Hyundai Motor to invest $56 bil. to refine eco-friendly portfolio - The Korea Times

Hyundai Motor to invest $56 bil. to refine eco-friendly portfolio

Hyundai Motor CEO Jose Munoz speaks during the carmaker's CEO Investor Day in New York, Thursday (local time). Courtesy of Hyundai Motor

Hyundai Motor CEO Jose Munoz speaks during the carmaker's CEO Investor Day in New York, Thursday (local time). Courtesy of Hyundai Motor

Carmaker sets sales target of 5.5 million by 2030

Hyundai Motor will make a large-scale investment worth $55.7 billion (77.3 trillion won) to refine its portfolio for eco-friendly vehicles and strengthen its global position as an advanced electrification powertrain maker, the carmaker said Thursday.

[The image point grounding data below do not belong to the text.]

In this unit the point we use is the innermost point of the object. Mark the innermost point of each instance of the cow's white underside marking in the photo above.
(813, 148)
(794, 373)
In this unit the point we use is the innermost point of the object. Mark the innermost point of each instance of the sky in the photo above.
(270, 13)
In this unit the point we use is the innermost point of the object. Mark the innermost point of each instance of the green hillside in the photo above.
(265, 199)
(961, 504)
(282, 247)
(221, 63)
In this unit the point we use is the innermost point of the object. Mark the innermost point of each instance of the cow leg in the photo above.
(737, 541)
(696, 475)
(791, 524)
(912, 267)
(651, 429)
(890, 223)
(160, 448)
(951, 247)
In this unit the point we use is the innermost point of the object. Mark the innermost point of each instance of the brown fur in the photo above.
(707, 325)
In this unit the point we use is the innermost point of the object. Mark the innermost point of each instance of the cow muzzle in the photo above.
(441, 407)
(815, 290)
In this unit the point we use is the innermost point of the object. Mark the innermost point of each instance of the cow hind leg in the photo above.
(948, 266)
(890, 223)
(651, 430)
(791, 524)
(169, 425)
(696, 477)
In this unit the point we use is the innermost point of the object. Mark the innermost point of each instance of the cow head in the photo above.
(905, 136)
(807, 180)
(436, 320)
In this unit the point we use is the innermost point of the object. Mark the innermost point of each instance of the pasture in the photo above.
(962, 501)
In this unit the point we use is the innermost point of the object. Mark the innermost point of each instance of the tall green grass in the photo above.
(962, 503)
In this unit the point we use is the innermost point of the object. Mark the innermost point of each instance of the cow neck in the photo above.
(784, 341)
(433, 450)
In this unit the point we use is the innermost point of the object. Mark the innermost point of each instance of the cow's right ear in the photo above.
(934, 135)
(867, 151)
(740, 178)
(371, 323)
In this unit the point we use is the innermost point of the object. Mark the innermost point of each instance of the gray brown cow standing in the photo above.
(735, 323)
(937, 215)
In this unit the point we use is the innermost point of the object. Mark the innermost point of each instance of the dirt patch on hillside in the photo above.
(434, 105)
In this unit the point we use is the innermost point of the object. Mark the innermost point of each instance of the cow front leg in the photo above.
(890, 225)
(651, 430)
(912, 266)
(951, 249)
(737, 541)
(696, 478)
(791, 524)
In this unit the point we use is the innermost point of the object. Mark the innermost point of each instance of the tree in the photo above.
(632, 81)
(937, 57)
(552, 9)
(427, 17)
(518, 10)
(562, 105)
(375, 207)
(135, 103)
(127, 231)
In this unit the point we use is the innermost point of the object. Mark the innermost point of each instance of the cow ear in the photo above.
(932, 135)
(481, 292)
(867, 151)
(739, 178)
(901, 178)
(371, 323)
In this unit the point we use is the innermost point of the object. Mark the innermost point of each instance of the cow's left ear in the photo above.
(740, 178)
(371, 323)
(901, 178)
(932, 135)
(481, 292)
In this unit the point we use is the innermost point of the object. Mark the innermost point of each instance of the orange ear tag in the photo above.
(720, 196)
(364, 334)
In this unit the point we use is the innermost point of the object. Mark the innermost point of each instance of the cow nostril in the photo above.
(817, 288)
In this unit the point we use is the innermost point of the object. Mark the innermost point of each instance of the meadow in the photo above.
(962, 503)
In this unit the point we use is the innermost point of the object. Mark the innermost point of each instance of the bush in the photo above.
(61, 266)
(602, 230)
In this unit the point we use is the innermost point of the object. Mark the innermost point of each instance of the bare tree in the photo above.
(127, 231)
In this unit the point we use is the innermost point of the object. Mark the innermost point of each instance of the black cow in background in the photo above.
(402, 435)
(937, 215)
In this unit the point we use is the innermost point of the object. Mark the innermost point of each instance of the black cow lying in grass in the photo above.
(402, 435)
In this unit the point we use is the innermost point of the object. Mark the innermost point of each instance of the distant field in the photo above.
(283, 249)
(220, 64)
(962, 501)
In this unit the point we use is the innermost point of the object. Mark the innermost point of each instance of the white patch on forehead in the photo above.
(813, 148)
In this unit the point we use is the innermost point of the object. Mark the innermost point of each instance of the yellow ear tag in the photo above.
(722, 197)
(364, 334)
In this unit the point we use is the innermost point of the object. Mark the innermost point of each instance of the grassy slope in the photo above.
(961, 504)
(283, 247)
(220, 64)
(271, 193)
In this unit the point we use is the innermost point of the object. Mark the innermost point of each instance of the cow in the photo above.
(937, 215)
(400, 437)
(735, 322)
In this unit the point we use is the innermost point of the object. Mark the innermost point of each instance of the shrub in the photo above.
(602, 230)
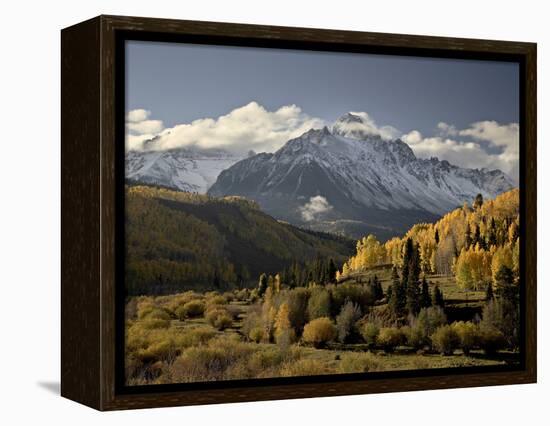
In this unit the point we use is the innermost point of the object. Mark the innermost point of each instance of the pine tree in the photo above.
(468, 237)
(262, 285)
(332, 271)
(478, 201)
(376, 288)
(477, 236)
(413, 282)
(505, 287)
(492, 237)
(398, 296)
(425, 298)
(489, 295)
(437, 297)
(216, 282)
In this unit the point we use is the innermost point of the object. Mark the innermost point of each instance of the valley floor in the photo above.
(165, 346)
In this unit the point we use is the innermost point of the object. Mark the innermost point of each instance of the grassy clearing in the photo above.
(164, 348)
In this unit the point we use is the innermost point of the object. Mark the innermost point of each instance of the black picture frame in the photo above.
(93, 110)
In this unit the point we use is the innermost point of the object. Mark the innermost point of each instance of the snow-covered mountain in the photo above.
(186, 169)
(349, 180)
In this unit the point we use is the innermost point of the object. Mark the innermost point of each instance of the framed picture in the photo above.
(254, 212)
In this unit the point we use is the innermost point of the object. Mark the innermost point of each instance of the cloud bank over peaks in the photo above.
(250, 127)
(483, 144)
(315, 207)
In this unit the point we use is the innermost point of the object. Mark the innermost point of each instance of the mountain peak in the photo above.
(349, 117)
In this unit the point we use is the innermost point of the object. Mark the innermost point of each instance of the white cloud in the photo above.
(367, 126)
(251, 127)
(446, 129)
(412, 138)
(248, 127)
(315, 207)
(145, 127)
(503, 138)
(140, 129)
(137, 115)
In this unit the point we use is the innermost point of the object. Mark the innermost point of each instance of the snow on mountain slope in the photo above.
(359, 177)
(186, 169)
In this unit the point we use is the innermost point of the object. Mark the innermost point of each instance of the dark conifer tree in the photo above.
(477, 237)
(413, 282)
(398, 299)
(262, 284)
(492, 237)
(425, 298)
(506, 289)
(468, 237)
(332, 271)
(437, 297)
(216, 282)
(478, 201)
(489, 295)
(376, 288)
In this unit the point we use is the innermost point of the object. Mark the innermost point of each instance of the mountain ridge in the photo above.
(361, 177)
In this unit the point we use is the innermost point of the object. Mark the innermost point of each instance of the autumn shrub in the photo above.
(215, 300)
(345, 322)
(445, 340)
(219, 318)
(253, 320)
(491, 340)
(415, 336)
(356, 362)
(318, 304)
(303, 367)
(150, 323)
(144, 306)
(192, 309)
(361, 296)
(228, 296)
(284, 333)
(369, 332)
(222, 359)
(389, 338)
(319, 332)
(256, 334)
(468, 335)
(503, 316)
(242, 295)
(266, 359)
(297, 301)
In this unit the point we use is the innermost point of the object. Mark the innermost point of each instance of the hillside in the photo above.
(178, 240)
(471, 243)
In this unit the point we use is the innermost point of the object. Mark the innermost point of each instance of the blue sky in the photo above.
(421, 98)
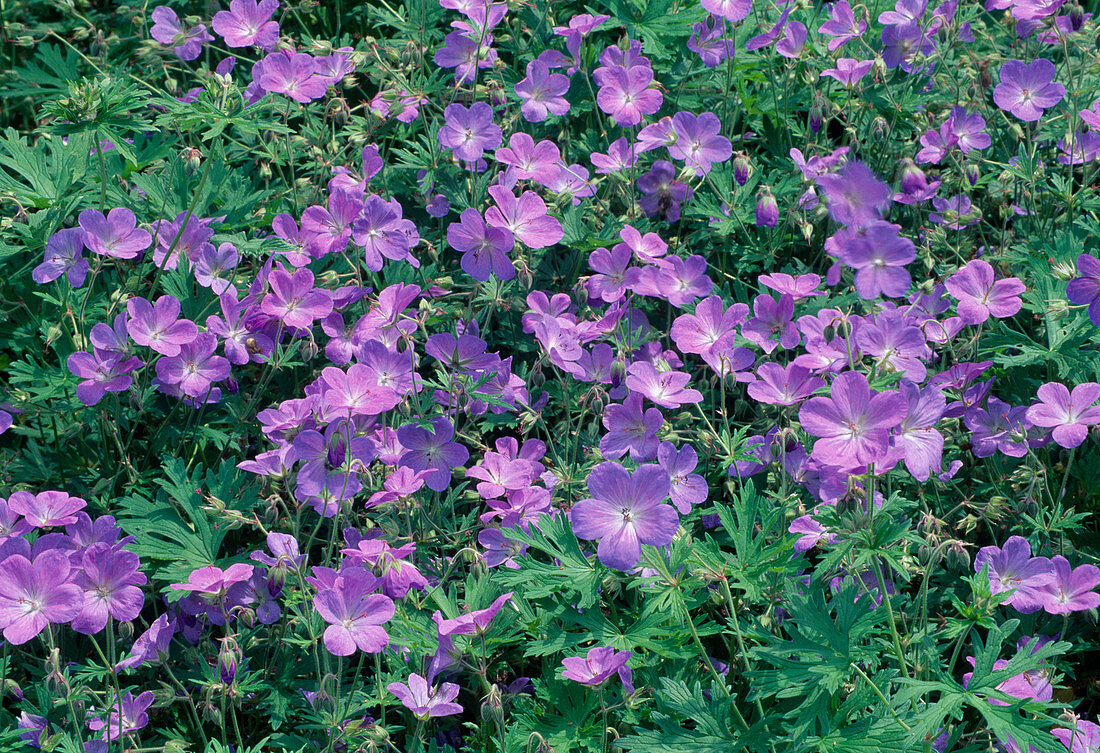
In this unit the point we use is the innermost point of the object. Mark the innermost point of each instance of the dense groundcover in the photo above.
(666, 376)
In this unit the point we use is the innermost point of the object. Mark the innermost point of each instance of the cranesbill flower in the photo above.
(354, 613)
(1026, 89)
(248, 23)
(102, 372)
(525, 217)
(542, 92)
(629, 429)
(484, 248)
(425, 701)
(158, 325)
(783, 385)
(110, 578)
(215, 591)
(730, 10)
(432, 451)
(125, 716)
(36, 594)
(1068, 414)
(63, 257)
(854, 422)
(979, 297)
(625, 511)
(662, 192)
(842, 25)
(46, 508)
(707, 41)
(195, 368)
(1085, 290)
(117, 234)
(294, 300)
(849, 70)
(626, 96)
(167, 30)
(699, 141)
(1014, 568)
(1073, 589)
(469, 131)
(667, 389)
(686, 488)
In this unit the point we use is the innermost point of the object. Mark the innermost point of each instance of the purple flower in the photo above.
(102, 372)
(195, 368)
(127, 716)
(109, 577)
(854, 422)
(772, 318)
(1068, 414)
(625, 511)
(469, 131)
(1026, 89)
(465, 55)
(354, 613)
(36, 594)
(631, 430)
(167, 30)
(625, 95)
(542, 92)
(290, 74)
(707, 40)
(1085, 290)
(842, 25)
(248, 23)
(117, 234)
(979, 297)
(1014, 568)
(152, 645)
(601, 663)
(854, 196)
(425, 701)
(783, 385)
(848, 70)
(294, 300)
(699, 141)
(432, 451)
(525, 217)
(63, 257)
(158, 325)
(46, 508)
(1073, 589)
(730, 10)
(686, 488)
(215, 591)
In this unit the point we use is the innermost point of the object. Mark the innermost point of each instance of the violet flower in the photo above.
(425, 701)
(248, 23)
(980, 297)
(625, 511)
(36, 594)
(1014, 568)
(1026, 89)
(354, 613)
(854, 422)
(601, 663)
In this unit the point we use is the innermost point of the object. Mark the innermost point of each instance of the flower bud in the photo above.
(767, 211)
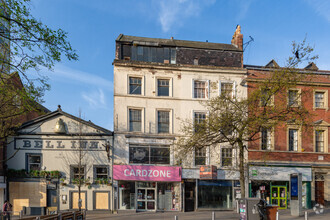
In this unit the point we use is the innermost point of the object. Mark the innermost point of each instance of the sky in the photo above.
(86, 85)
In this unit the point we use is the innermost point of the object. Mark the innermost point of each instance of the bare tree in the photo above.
(239, 120)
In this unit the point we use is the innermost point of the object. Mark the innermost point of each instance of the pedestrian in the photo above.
(6, 209)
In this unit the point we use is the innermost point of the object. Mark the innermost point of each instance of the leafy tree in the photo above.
(239, 120)
(26, 44)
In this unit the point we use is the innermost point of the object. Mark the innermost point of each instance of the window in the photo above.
(33, 162)
(293, 140)
(319, 141)
(101, 172)
(266, 98)
(319, 99)
(200, 156)
(199, 119)
(149, 154)
(135, 120)
(163, 86)
(227, 157)
(135, 85)
(227, 89)
(266, 140)
(163, 121)
(200, 89)
(78, 173)
(293, 98)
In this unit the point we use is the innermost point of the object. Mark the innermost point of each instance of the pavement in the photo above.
(201, 215)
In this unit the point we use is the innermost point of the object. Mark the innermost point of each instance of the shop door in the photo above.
(189, 196)
(319, 192)
(279, 196)
(146, 200)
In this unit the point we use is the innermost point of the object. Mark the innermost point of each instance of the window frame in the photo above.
(129, 118)
(206, 90)
(298, 128)
(169, 87)
(169, 122)
(222, 158)
(325, 128)
(27, 163)
(149, 147)
(325, 99)
(129, 85)
(233, 93)
(297, 102)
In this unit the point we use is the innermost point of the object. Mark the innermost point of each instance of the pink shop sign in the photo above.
(147, 173)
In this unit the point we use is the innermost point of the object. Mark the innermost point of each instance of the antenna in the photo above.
(247, 43)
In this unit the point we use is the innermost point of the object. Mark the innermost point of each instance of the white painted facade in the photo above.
(60, 152)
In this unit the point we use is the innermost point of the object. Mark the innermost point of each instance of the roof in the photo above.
(176, 43)
(60, 112)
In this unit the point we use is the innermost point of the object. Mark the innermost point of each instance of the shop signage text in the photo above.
(146, 173)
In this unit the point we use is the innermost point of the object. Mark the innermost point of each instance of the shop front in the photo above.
(148, 188)
(272, 184)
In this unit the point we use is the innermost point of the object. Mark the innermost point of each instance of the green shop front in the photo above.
(271, 183)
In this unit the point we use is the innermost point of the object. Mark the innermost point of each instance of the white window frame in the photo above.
(170, 120)
(233, 95)
(207, 89)
(142, 84)
(142, 119)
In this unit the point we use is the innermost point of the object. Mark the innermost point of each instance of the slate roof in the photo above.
(176, 43)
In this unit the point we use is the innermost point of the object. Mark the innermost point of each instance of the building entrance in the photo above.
(279, 196)
(146, 199)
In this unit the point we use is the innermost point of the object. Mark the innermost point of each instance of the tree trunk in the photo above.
(241, 168)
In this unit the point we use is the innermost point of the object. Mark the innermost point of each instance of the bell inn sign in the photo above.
(53, 143)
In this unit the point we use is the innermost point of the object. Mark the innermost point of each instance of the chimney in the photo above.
(237, 39)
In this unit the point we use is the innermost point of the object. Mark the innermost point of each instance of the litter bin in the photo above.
(271, 212)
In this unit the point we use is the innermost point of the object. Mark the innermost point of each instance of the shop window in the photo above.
(200, 156)
(200, 89)
(163, 87)
(199, 120)
(293, 98)
(135, 120)
(293, 140)
(101, 172)
(266, 139)
(33, 162)
(149, 154)
(163, 121)
(77, 172)
(135, 85)
(319, 141)
(226, 157)
(227, 89)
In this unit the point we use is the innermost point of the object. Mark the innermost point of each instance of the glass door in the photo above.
(146, 199)
(279, 196)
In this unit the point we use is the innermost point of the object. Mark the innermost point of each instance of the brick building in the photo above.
(291, 148)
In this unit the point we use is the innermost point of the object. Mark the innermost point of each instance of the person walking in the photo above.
(6, 209)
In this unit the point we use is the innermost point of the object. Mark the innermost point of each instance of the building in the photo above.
(289, 148)
(158, 83)
(15, 108)
(54, 154)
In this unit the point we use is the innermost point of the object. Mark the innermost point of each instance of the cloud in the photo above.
(177, 11)
(66, 74)
(95, 99)
(321, 7)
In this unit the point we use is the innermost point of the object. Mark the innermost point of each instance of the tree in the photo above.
(26, 44)
(238, 121)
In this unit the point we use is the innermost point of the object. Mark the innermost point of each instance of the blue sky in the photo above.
(93, 26)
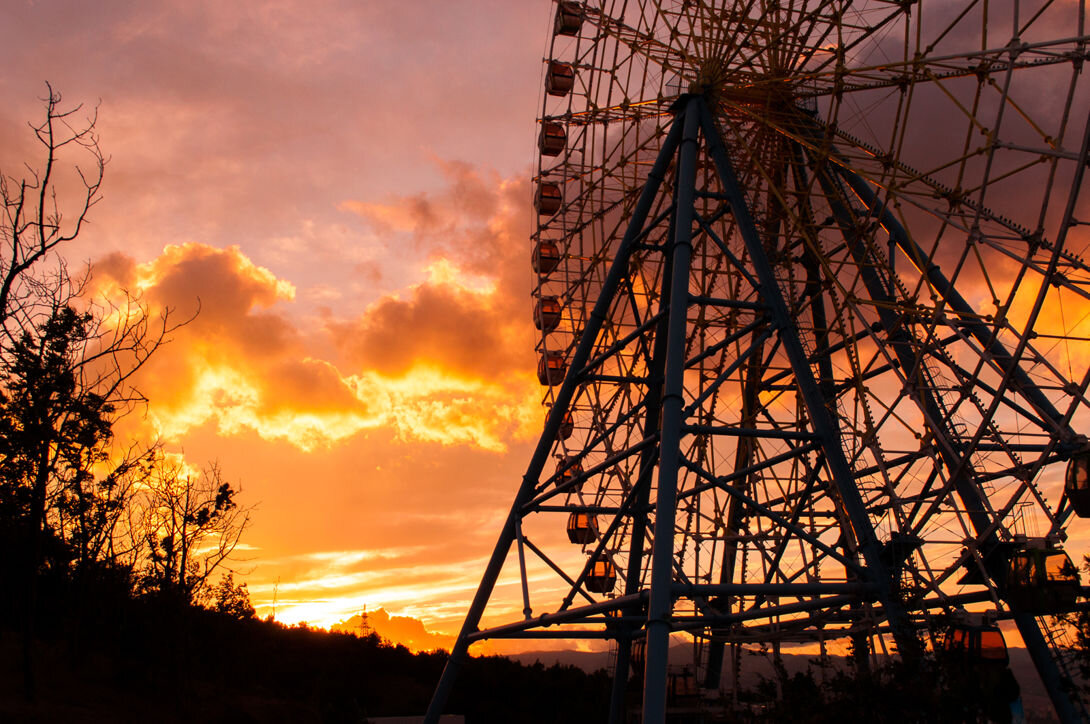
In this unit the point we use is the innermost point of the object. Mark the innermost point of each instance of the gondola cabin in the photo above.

Under the five-year investment plan which starts in 2026, the carmaker will place its strategic focus on diversifying its green car lineups, so it can achieve annual sales of 5.5 million vehicles by 2030.

The strategy was unveiled during its first overseas CEO Investor Day in New York. The carmaker decided to hold this year’s event in the United States, in an apparent display of strong commitment to the market, as the Donald Trump administration is stepping up regulatory pressure on foreign carmakers.

Hyundai Motor plans to overcome its recent earnings fall — triggered by a 25 percent tariff from the U.S. — by expanding its eco-friendly powertrains and launching more diverse cars in the global market.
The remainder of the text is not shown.